Ok, let me understand this, we are reading the “City Business Newspaper”, I think. I keep getting back to this tabloid mentality. Anyway, first question does Mr. Davis own the property where he has his Tattoo Parlor, or was that a store, like in the article, where you can buy candy and get a tattoo at the same time. We document everything we do, and we have many pictures on this building that is not just a little crayon mark. “By the time we went outside, “the ghost was going. “We disappeared into thin air, Mr. Davis, don’t you know we are invisible?” So, again, let me understand this, Mr. Davis, calls police for painting on a property he doesn’t own, and for painting out a crayon. But Mr. Davis relates to police that we made it easier for hookers, and drug addicts to do their business across the street, in an abandon building, because Mr. Davis saw hookers and drug addicts go in there. Mr. Davis, why didn’t you call police about it, rather than blame us? If the windows are painted, and the door open, why not lock the door?
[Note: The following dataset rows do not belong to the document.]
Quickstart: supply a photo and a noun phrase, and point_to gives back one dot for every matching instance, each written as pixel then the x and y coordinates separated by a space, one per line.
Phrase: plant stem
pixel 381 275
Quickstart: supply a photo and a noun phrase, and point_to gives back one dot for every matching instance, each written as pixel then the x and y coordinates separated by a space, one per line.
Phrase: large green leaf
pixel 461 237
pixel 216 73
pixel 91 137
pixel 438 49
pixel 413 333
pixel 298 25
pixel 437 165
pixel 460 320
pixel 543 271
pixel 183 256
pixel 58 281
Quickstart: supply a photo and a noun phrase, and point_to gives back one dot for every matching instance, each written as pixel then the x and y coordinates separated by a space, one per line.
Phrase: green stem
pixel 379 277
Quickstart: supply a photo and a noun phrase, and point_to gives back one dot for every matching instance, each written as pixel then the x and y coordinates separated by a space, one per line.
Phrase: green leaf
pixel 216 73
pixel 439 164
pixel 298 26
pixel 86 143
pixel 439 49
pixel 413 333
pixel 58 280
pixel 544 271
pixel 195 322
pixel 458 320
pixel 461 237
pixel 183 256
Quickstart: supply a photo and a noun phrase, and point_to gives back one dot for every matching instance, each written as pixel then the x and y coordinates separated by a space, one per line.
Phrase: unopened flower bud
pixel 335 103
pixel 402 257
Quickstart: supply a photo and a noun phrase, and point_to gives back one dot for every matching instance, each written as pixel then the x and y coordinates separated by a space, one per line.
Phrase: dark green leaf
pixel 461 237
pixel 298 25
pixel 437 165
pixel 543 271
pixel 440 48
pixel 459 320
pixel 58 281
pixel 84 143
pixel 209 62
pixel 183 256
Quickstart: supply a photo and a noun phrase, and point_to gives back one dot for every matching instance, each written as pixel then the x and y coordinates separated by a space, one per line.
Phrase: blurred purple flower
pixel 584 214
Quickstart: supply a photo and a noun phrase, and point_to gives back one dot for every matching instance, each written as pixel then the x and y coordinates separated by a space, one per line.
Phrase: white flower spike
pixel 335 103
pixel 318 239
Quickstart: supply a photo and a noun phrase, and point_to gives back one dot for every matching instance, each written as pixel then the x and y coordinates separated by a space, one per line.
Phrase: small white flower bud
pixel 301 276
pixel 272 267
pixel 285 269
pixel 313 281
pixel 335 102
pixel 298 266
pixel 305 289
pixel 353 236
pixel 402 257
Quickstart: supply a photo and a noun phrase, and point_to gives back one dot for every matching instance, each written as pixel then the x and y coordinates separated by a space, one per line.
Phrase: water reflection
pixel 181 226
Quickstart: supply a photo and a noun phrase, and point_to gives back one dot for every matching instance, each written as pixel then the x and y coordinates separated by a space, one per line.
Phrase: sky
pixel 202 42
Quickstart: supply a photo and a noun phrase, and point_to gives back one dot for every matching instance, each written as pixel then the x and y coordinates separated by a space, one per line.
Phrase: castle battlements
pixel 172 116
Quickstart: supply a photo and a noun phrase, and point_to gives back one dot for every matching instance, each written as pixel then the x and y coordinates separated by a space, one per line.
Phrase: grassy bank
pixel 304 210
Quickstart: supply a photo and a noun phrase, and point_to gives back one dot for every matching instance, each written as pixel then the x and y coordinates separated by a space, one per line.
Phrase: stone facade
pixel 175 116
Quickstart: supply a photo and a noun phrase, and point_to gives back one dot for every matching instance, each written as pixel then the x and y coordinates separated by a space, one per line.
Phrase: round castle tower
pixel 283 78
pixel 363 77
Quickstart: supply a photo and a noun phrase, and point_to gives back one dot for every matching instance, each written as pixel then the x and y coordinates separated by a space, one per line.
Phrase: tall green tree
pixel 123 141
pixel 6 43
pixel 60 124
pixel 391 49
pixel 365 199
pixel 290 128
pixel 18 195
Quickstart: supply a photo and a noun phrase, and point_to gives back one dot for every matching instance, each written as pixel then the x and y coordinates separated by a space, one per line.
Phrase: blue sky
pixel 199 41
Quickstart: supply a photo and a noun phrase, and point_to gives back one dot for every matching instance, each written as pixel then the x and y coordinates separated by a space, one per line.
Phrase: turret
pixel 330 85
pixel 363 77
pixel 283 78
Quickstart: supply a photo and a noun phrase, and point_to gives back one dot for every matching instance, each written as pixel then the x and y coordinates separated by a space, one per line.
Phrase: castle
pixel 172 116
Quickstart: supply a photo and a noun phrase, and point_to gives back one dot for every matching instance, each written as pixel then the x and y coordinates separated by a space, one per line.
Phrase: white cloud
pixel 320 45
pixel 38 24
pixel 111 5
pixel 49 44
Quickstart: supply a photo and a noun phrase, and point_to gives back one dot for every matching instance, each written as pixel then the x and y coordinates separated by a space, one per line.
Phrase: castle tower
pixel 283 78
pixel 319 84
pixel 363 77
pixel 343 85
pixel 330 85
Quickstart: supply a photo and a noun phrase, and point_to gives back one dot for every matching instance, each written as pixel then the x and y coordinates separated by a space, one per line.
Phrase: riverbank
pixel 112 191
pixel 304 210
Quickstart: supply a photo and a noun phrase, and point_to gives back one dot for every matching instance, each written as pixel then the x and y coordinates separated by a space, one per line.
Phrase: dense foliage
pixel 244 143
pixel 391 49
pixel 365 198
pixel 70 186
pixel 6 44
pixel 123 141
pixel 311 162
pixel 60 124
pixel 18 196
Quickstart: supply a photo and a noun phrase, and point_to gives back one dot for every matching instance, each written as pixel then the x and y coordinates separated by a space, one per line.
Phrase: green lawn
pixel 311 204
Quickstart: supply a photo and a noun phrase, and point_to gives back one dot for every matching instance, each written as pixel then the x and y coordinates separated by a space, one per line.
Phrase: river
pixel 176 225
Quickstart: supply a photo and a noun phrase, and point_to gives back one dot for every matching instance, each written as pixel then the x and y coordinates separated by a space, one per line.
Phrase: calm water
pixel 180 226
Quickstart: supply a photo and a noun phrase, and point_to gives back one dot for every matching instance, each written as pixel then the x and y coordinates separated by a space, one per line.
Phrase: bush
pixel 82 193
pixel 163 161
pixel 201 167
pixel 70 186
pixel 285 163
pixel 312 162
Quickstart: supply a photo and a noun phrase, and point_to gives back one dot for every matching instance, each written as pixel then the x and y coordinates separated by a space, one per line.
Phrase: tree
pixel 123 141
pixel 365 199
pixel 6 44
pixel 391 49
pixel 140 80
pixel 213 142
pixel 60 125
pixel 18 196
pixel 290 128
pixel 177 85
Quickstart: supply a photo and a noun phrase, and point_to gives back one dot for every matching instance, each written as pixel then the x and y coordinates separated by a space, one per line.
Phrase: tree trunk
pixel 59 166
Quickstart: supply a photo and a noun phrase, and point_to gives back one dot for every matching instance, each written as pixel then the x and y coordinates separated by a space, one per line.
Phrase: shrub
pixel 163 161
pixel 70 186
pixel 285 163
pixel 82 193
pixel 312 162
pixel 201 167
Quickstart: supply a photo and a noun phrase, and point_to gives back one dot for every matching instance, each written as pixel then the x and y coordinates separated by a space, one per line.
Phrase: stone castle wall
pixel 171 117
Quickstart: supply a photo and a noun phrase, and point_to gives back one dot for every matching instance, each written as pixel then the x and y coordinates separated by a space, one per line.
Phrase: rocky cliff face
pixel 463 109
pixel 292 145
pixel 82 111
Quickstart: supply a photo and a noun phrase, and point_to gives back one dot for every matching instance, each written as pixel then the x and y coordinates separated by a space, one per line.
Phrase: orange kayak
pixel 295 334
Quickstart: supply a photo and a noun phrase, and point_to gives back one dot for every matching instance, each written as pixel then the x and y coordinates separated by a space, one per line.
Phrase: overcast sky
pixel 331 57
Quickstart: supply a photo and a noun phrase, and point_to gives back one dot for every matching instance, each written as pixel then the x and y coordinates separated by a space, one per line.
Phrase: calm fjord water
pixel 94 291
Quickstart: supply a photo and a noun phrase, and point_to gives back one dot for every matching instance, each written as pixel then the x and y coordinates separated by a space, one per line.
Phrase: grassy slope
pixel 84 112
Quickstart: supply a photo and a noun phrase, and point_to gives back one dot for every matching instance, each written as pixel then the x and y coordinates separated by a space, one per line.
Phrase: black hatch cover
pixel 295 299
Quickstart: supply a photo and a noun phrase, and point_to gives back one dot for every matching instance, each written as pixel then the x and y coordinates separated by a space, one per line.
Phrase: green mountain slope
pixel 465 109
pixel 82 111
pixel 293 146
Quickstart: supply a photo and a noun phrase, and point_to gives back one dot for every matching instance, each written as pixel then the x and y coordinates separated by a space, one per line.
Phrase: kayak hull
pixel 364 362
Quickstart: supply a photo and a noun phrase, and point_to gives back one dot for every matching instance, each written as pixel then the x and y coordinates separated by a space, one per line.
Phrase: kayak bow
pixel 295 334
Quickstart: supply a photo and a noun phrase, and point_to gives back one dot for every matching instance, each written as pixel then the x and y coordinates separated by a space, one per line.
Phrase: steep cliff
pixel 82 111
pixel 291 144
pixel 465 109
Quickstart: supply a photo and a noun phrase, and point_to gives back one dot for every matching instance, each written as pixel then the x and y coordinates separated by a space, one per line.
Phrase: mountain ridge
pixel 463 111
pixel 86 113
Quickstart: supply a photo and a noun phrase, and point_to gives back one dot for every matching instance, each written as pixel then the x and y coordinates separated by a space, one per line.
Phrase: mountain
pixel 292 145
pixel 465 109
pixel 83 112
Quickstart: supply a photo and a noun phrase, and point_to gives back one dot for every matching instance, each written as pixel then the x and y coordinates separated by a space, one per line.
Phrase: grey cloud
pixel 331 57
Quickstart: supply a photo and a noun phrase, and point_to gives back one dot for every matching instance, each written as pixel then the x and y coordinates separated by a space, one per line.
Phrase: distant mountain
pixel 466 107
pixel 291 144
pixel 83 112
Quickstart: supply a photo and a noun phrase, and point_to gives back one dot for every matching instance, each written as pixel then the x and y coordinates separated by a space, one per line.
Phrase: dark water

If the windows are covered and the door is open, can you see in there at night? What’s wrong with this picture?
Mr. Davis states, we’ve been doing this since the 90’s and it’s just not working. But he keeps at it, and that’s the definition of insanity.” Mr. Davis is an expert in graffiti removal and psychiatry, his part time job is tattooing. That’s just your opinion, Sir, just like this is my opinion. Again, look at your neighborhood today, it’s covered with graffiti, and your right, Sir, I don’t have to paint out graffiti, what I can do is report the graffiti to city hall, where there is an ordinances that will fine property owners $500, if they don’t take graffiti off in 30 days, and the city sure needs the money. The insanity statement is the same if you care about the quality of life, reduction of crime, economic development, tourism, and just picking up a piece of trash, to keep this city clean. You call it insanity, I call it taking pride in the city I love, and a lot of other people think the same way.